作りの関係上カーネルのモジュールとして機能するのでカーネルコンパイルの段階でモジュールを有効にしなければならない
CentOSではデフォルトの状態で有効になっているので、その気になればいつでも仮想化できるようになっている。下記の流れだ。
環境を一式インストール
# yum groupinstall "仮想化ホスト"
GUIマネージャをインストール
# yum install virt-manager
サービスの有効化
# systemctl enabled libvirtd
# systemctl start libvirtd
とすると大体の準備は整う
ターミナルで
$ virt-manager
もしくはデスクトップ環境上のアイコンをクリックすると管理マネージャが起動する。起動時にrootパスワードを聞かれるので注意しよう。
「ユーザフレンドリーか?」というと少々苦しい部分もある。virt-managerを導入しないと設定は厳しいだろう。
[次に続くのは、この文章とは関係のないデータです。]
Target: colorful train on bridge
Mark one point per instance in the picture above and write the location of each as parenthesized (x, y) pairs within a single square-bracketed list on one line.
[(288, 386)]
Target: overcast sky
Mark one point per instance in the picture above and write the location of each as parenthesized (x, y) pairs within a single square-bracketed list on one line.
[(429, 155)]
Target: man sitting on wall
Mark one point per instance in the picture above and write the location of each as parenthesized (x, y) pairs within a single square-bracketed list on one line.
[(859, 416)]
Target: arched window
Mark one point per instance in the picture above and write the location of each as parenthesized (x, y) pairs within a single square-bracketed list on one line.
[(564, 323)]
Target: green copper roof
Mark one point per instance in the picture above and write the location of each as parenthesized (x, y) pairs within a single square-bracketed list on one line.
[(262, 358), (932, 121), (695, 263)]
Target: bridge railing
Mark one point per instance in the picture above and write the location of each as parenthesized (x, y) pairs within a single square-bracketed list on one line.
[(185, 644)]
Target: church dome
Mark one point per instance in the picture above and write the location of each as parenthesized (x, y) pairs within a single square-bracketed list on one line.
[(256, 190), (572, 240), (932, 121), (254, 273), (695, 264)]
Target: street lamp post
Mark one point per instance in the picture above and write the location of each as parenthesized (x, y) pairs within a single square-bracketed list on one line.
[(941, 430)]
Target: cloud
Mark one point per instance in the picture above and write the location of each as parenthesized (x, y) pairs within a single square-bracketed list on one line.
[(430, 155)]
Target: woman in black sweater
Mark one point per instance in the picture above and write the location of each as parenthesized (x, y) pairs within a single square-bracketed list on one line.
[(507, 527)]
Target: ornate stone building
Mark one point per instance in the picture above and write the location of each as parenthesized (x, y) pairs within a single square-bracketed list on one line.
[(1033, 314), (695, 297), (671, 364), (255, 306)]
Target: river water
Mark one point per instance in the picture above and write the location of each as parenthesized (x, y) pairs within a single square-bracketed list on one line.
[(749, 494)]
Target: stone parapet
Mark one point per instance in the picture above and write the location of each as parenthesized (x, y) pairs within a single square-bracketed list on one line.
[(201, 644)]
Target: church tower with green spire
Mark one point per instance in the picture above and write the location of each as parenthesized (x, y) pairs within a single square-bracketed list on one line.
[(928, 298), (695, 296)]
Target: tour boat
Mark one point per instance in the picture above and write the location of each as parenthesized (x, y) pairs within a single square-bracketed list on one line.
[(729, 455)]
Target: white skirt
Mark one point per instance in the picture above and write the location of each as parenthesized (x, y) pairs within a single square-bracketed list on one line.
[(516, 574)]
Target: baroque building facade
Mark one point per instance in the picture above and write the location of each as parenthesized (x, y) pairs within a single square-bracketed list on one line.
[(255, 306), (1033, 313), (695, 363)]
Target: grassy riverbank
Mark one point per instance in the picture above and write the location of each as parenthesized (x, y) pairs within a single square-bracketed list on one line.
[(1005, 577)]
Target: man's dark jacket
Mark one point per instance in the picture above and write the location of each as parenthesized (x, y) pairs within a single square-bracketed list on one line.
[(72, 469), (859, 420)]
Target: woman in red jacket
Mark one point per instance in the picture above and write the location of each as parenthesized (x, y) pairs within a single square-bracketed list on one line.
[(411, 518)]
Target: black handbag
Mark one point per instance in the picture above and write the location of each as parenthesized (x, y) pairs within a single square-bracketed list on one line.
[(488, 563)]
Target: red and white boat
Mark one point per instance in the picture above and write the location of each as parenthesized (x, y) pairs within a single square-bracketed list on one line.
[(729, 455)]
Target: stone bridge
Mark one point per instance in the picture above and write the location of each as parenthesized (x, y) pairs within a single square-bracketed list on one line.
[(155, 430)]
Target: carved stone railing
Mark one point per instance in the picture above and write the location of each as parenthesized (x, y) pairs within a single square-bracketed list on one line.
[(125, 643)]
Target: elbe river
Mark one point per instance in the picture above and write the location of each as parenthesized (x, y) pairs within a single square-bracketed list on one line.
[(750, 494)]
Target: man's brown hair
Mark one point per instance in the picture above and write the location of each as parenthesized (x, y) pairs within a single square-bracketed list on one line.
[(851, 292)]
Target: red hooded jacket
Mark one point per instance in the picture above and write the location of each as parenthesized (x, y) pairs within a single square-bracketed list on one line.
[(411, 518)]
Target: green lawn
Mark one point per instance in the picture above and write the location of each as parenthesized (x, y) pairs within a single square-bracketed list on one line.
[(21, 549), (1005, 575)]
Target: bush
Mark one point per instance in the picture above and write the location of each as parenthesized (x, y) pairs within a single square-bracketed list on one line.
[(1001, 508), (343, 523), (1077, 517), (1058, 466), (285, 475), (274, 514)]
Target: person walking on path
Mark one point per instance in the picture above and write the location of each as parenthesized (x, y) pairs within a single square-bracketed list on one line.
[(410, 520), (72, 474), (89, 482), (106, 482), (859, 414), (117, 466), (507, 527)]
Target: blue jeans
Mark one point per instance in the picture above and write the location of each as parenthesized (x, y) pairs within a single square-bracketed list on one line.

あくまでも「カーネルレベルで仮想化技術をサポートしている」のだという事実を知っておくくらいで良いだろう。
※ 現状3つですが、随時他にも良いものがあれば追加をしていきます。
まとめ
このページではオススメの仮想マシンについてまとめてお伝えしてきた。とにかくひとつ使ってみたいという方は、VirtualBoxをとりあえず使ってみるのが良いだろう。
KVM はQEMUのCPU仮想化を代替して高速化するもので、仮想マシンというならQEMUのほうが正しい。
Hyper-Vもよろしくお願いします。
ご愛読いただきありがとうございます。
個人で使える仮想マシンという主題でしたので、Windows Server/Windows10 Pro/Windows10 Enterpriseなど、家庭用ではないエディションのWindowsが動作要件となるHyper-Vは本記事では省略されておりますが、仮想化技術に関する記事が新たに追加される際には取り上げていくこともあるかと思います。
今後とも、ご愛読のほどよろしくお願いいたします。